With the default gc_thresh values and a busy /16 network attached, the neighbour cache can overflow. No indication is given that this happens and it does impact TCP on localhost. Test setup: * about 16k (simulated IP/MAC's) on one interface * web server behind on second interface * routing between the two * HTTP benchmark from the 16k IP's to the web server * for localhost connectivity verification a netperf instance is run on localhost like so: 'netperf -D 1 -l 600 127.0.0.1' Result: Kernel has to learn the 16k IP/MAC combinations, as soon as gc_thresh3 is hit, netperf stalls, no syslog/kernel message indicates the problem.
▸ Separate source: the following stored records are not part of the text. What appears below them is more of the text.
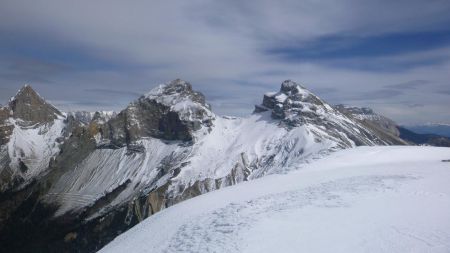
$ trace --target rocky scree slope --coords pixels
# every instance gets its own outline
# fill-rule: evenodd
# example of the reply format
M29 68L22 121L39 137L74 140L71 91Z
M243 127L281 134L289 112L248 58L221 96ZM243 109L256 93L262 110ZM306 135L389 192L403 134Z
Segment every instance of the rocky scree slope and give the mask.
M205 97L179 79L117 115L89 122L59 112L29 86L13 100L39 101L29 111L11 103L0 111L0 170L8 175L1 184L0 233L6 236L0 245L21 252L92 252L184 199L297 169L333 150L404 143L289 80L246 118L215 115ZM39 117L31 116L35 107ZM20 145L29 136L43 147L40 156ZM20 172L17 154L31 170ZM11 183L11 175L22 179Z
The only indication are log entries like this: "net_ratelimit: 1464 callbacks suppressed" No other messages are logged.
What do you mean by "netperf stalls"? When hit gc_thresh3, netperf should get EINVAL and then it should stop unless it ignores syscall return value.
I have used netperf only used to make the problem easily producible. Every *established*, local (though lo interface) TCP connection seems to be affected. The TCP connection seems to stall, netstat shows that the send queue of the netperf server process fills up. traces (systemtap) on the processes show that poll is not reporting the socket as having data. Neither the sender nor the receiver side is getting an EINVAL on the syscalls. tcpdump on lo shows a distinct "gap" between a single TCP packet and ACK for it. Sometimes the gap is 20 seconds, sometime much more.
Hmm, interesting. loopback traffic should not need a neigh entry at all. How many concurrent TCP connections do you have? Did you see any memory pressure? Thanks.